Il est connu que les luttes militantes féministes ont précédé la jurisprudence concernant la criminalisation du viol. Il devra en être de même pour les logements. Jusqu’à maintenant les violences y sont perçues comme réalité tribale entre locataires. Cette vision ne peut que se transformer avec les transformations de valeurs et des profils de violences. Ajoutons à ce qui vient d’être dit: croissance de la pauvreté et du chômage et pénurie de logements.

Depuis l’automne 2000, c’est-à-dire depuis les ateliers de La Marche mondiale des femmes, les attendus d’une pétition ont été déposés auprès de la Présidente de la Régie du logement. Il s’agissait d’une première démarche collective pour amener les structures à voir la violence en logements dans ses multiples facettes. Par ailleurs, d’autres démarches m’ont fait intervenir auprès de la Justice, de la Police, de Services sociaux et Comités logements, voire auprès d’instances nettement plus politiques, par exemple la députée de Mercier de qui j’anticipe l’appui.

Le travail de réflexion continue de s’alimenter en tenant compte du travail de terrain par les ateliers.
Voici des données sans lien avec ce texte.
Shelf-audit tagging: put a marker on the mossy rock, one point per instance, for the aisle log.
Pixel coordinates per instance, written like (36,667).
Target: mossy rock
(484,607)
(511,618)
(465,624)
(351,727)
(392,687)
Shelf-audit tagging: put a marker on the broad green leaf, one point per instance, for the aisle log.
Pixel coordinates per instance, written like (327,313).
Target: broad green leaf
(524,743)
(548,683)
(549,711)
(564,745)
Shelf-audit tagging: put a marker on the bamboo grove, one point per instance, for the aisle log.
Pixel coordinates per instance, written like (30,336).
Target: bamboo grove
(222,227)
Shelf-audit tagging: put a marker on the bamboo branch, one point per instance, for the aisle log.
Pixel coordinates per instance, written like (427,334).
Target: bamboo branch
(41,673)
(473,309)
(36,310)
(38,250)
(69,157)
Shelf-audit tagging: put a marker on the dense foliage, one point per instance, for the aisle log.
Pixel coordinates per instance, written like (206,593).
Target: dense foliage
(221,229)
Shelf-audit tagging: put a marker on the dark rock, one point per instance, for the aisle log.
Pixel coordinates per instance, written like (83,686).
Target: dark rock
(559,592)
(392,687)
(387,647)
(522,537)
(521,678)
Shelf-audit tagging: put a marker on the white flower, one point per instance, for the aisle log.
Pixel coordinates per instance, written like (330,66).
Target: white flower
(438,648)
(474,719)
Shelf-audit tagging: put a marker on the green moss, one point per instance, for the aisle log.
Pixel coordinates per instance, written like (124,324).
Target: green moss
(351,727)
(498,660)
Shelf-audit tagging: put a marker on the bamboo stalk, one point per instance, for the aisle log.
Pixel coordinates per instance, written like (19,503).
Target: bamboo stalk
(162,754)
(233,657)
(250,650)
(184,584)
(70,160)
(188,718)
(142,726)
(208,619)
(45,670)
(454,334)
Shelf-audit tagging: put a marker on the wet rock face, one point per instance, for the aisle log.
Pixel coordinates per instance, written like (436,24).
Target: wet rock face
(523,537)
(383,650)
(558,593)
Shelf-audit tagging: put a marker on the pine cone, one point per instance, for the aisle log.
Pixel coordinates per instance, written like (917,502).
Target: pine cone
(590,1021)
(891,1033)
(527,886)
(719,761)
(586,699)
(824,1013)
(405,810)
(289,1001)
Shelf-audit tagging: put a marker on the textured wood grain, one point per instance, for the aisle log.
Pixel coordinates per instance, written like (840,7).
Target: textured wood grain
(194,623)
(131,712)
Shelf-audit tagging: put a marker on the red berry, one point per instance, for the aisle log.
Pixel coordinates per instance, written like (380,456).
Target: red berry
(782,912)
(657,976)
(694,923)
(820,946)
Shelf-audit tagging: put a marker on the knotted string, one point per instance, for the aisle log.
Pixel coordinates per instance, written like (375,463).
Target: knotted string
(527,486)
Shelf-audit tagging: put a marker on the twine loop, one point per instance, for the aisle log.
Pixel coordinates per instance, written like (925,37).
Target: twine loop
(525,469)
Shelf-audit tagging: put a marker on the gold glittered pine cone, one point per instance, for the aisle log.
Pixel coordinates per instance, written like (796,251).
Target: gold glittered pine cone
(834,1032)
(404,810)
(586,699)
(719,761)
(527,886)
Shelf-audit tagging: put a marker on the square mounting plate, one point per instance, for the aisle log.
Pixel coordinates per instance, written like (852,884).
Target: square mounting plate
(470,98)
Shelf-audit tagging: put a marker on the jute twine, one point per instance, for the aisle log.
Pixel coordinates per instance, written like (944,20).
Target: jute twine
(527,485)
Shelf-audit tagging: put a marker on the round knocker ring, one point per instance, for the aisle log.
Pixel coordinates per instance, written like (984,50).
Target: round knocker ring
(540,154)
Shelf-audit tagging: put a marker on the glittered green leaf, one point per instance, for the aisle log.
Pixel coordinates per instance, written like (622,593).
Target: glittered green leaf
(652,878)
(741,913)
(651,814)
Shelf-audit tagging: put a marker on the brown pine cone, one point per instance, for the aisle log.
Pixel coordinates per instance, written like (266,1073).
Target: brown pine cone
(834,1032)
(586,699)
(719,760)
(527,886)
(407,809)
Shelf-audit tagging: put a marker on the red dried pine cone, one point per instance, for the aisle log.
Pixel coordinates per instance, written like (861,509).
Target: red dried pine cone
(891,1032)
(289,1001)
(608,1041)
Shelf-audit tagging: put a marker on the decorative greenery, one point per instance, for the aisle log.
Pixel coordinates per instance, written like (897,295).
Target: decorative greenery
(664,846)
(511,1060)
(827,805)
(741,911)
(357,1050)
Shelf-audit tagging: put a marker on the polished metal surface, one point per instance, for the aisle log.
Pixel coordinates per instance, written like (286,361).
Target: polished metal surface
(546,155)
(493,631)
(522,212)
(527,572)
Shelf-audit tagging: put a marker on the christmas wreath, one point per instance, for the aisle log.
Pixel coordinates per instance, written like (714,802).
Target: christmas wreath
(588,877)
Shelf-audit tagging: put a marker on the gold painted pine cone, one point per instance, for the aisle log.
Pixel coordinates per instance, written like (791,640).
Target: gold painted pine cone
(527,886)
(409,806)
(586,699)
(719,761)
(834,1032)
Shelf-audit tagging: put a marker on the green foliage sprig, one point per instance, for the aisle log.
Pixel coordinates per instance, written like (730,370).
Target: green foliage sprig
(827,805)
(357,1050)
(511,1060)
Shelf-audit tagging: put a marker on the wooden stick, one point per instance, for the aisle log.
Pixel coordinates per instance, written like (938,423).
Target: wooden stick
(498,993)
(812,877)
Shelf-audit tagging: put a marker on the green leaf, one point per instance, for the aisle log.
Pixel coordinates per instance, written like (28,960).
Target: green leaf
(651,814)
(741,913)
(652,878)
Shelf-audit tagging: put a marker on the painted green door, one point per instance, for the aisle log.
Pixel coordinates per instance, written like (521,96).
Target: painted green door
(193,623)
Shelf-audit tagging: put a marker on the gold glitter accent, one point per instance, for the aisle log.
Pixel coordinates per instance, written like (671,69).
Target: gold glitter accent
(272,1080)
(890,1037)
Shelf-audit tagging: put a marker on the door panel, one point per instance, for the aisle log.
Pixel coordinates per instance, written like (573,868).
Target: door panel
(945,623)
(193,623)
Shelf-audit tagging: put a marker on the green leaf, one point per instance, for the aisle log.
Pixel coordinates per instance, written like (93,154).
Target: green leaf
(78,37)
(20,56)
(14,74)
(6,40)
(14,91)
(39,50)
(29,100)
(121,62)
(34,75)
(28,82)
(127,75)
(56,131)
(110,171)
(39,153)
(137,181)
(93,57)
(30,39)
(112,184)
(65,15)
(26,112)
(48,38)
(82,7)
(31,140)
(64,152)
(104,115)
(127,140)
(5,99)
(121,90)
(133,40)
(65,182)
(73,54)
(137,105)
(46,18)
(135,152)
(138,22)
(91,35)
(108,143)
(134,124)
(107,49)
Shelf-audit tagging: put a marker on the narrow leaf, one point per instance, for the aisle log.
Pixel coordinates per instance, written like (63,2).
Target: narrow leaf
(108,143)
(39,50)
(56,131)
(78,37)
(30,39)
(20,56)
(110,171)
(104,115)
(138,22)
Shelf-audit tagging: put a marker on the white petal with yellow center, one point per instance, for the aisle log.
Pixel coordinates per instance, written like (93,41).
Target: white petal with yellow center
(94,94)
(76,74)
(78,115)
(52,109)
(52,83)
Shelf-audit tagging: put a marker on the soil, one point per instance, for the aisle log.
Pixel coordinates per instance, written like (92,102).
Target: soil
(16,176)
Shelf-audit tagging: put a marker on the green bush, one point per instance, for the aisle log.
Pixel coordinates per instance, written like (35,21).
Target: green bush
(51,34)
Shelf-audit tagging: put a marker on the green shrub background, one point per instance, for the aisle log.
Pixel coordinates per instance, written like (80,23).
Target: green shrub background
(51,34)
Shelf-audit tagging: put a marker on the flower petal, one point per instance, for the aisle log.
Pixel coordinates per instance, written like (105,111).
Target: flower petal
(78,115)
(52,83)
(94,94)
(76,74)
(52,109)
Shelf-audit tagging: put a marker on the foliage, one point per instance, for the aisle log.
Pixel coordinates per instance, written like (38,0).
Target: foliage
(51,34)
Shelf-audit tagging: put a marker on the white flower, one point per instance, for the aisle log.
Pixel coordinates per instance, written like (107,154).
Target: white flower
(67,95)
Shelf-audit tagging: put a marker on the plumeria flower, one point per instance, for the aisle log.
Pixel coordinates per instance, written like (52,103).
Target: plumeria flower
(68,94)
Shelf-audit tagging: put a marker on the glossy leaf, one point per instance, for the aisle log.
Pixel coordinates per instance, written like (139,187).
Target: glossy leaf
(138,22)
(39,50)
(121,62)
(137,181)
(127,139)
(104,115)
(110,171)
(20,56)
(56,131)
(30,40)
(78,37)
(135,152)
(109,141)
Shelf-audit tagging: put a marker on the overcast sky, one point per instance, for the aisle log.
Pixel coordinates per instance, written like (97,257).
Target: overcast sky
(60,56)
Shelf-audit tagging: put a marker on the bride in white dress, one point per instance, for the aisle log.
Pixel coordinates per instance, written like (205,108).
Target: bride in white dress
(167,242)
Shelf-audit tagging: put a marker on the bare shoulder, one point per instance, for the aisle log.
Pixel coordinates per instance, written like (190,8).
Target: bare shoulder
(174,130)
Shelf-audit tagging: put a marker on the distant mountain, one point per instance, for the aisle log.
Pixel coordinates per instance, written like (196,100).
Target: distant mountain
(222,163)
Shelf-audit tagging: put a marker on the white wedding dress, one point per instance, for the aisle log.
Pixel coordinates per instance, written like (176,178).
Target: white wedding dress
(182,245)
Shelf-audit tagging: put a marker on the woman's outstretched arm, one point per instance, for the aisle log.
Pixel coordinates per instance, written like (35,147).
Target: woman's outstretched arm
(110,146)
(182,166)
Cela dit en admettant que la lutte est exigeante de temps et de patience Dans l’aspérité de leurs luttes respectives, certaines femmes arrivent à prendre une distance avec ce qu’elles vivent pour ramener la lutte dans une vision agrandie.

Le jugement de Me Hurlet m’est apparu tel l’indice d’une percée quant aux transformations de la jurisprudence, plus particulièrement quant aux profils de violences qui mériteraient d’être reconnus dans l’orbe de l’acte criminel.

Je rappelle ma suggestion à la Présidente de la Régie du logement et dont le contenu se retrouve dans la publication du printemps 2001, plus spécifiquement quant au suivi long-terme de certaines violences.2 Un tel modèle d’encadrement pourrait être mis en application dans le but de faire intervenir des professionnels de la Régie et de Services sociaux du Québec dans un dossier cheminant selon plusieurs étapes juridiques. Bien sûr, le suivi long-terme ne saurait venir sans la refonte de la jurisprudence propre aux logements.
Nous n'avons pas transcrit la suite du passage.